しばらくの間、かちゃかちゃと調理器具がぶつかり合う音がした後、ウォルターが無機質な声で「お力になれずすみません」と言った。
「いや、いいんだ。昨日相談に乗ってもらっただけでも、本当に助かった」
「それならば、良いのですが」
沈黙を埋めるように、再びかちゃかちゃという音が鳴る。
それからまた、ジュウッという音。
「……ハルさん、私からも一つお願いをして良いですか」
背を向けたまま、ウォルターが口を開いた。
「ああ、なんだ?」
「……私があなたの相談に乗ったのは、あなたがビアンカさんを心の底から大切にしていると思ったからです。こう言っては何ですが、あなたのためというよりは、ビアンカさんのためでした」
「……ああ」
「ビアンカさんには幸せになって欲しいのです。ハルさん、勝手で人任せな願いではあるのですが、どんな形であれ、これからもビアンカさんを支え続けて下さいませんか」
それは、重く心にのしかかる言葉だった。
ウォルターはままならない世の中を、ビアンカの生きる世界を、良く知っている。
俺に対して薄っぺらい励ましの言葉なんて口にしない。
だけど、ビアンカのことをすごく大切にしている。
こういう男だからこそ、俺はさしたる根拠もなく、ウォルターは信用できる男だ、と感じたのだろう。
「……ああ、わかった。約束する」
「……ありがとうございます」
それから間もなくして、ウォルターは調理台に並べた食器の上に、フライパンや鍋の中身を落とした。
「どうぞ」
しばらく振りに振り返ったウォルターが、皿とスープカップが乗ったトレーを俺に差し出す。
ありがとう、と言ってトレーに手を伸ばすと、ふいにウォルターが「……ビアンカさんは、」と話し始めた。
「具材を卵でくるんだオムレツが好きなのだそうです。不器用な自分じゃ絶対に作れないから、とおっしゃっていました。
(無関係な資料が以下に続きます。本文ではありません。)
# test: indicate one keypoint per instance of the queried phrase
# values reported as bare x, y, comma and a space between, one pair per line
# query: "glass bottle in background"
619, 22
あと、サンドイッチも好まれます。食べやすいから好きとのことです。ご存知かもしれませんが、あまり絢爛なものは好まれないようです」
「……そうか」
「先程は勝手なことを申しましたが、私は、ハルさんはビアンカさんに必要な方だと思っています。ですから、もし機会があれば、胃袋を掴んでみて――いえ、料理でビアンカさんを喜ばせてみるのはいかがでしょう。必要であれば、レシピもお渡ししますから」
それだけ言うと、ウォルターはトレーから手を離した。
くっと、俺の両手にかかる重みが増す。
俺が何か言葉を返そうとした時、ウォルターは既にこちらに背を向け、別のトレーに食器を並べていた。
「ああ、ありがとう」
礼だけ述べて、俺はその場を後にした。